[英]How to read multiple CSV files in Spring Batch to merge the data for processing?
I'm new to Spring Batch and trying to get some guidance for below requirement. 我是Spring Batch的新手,正在尝试获取有关以下要求的指南。
I've to get data from different systems, apply some business logic, save the result in DB. 我必须从不同的系统中获取数据,应用一些业务逻辑,并将结果保存在DB中。
Below is an example. 下面是一个例子。
I need to read data from 3 CSV files. 我需要从3个CSV文件中读取数据。 First file – person.csv – contains name and id Second File – address.csv – contains address info for each person. 第一个文件– person.csv –包含名称和ID。

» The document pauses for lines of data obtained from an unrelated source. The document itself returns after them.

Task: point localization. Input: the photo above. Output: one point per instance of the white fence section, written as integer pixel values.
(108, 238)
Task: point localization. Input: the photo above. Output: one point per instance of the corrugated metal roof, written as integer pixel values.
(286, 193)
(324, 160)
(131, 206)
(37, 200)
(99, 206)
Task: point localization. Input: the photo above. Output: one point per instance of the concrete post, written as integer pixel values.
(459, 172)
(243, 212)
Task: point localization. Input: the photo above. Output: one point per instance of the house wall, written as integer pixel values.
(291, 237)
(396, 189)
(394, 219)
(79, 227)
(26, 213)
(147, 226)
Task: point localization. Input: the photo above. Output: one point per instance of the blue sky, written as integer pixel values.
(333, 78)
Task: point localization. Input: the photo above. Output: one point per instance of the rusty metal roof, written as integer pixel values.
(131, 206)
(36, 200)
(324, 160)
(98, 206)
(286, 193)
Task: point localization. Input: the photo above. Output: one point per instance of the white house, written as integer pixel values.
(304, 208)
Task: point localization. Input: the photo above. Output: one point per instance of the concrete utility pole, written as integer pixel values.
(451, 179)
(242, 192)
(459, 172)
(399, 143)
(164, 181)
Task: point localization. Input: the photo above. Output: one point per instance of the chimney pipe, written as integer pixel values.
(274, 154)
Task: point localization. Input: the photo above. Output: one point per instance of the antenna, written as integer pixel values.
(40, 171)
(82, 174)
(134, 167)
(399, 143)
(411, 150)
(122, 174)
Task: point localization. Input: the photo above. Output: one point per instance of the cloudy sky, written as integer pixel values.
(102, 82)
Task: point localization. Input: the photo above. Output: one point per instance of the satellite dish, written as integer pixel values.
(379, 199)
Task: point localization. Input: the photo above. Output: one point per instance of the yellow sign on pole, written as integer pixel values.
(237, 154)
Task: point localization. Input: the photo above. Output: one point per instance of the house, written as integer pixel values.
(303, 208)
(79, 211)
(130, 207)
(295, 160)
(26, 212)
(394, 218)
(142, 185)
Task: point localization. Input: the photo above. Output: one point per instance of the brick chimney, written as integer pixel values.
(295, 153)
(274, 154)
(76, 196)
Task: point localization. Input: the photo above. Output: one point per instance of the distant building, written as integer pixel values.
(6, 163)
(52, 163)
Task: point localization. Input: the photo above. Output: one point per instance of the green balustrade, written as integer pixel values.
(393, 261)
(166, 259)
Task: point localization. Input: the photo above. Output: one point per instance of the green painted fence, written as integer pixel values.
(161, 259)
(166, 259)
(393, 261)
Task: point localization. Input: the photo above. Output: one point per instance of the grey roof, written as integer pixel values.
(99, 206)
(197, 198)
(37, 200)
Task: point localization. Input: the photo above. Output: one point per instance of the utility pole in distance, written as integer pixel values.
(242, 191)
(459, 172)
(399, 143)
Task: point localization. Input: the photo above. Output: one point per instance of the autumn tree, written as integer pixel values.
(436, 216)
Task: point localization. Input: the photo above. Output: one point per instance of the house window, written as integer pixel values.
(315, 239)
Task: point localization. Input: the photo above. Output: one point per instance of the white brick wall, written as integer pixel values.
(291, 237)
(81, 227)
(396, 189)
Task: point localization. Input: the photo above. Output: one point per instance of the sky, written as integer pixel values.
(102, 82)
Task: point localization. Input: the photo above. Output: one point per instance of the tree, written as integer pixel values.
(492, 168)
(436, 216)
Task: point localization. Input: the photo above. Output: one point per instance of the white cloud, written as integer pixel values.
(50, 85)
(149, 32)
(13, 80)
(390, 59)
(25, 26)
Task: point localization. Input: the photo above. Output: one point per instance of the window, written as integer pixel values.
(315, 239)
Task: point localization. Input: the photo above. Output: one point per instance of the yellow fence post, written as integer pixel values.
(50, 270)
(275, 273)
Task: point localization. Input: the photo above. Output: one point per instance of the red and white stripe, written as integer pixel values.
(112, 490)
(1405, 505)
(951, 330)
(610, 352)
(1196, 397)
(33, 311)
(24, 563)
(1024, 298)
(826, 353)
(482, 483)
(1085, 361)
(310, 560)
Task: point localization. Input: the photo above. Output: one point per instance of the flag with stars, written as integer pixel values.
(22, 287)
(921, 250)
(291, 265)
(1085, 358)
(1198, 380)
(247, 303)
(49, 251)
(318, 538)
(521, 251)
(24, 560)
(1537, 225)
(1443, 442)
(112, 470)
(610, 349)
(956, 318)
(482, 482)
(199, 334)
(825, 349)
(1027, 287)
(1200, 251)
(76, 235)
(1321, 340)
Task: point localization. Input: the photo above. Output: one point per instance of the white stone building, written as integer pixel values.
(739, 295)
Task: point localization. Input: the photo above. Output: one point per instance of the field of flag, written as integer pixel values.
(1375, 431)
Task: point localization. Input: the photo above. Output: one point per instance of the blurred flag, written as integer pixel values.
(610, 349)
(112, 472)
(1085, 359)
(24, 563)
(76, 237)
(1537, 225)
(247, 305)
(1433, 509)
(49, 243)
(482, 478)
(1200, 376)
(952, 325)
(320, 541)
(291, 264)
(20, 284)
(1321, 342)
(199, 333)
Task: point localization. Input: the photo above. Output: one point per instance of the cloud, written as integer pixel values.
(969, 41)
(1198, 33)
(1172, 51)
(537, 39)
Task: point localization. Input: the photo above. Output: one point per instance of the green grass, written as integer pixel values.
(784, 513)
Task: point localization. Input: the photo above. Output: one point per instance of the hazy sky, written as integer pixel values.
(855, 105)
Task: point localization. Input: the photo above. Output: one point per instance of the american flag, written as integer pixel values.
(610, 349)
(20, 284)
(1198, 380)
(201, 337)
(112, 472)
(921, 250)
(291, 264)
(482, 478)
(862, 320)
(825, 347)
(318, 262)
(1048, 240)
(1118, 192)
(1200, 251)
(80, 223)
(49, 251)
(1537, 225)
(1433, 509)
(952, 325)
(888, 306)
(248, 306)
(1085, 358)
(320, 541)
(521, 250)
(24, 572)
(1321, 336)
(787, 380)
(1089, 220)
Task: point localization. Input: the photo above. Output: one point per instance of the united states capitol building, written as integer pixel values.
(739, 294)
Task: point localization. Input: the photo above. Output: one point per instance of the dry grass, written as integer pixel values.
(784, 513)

第二个文件– address.csv –包含每个人的地址信息。 One person can have zero or multiple addresses. 一个人可以有零个或多个地址。
Third File – employment.csv – contains employment info for each person. 第三个文件– Employment.csv –包含每个人的就业信息。 One person can have zero or multiple employers. 一个人可以有零个或多个雇主。
Here is some sample. 这是一些示例。
"personID", "personName" “ personID”,“ personName”
1, Joey 1,乔伊
2, Chandler 2,钱德勒
3, Ross 3,罗斯
4, Monica 4,莫妮卡
"personID", "addressType", "state" “ personID”,“ addressType”,“ state”
1, residence, NY 纽约市1号住宅
1, mailing, NC 1,邮寄,数控
2, residence, NY 纽约市2号住宅
4, residence, NY 纽约市4号住宅
4, mailing, DC 4,邮寄,DC
"personID", "employerName" “ personID”,“ employerName”
1, emp1 1,emp1
2, emp2 2,emp2
2, emp3 2,emp3
3, emp4 3,emp4
Note: each file is sorted by person id. 注意:每个文件均按人员ID排序。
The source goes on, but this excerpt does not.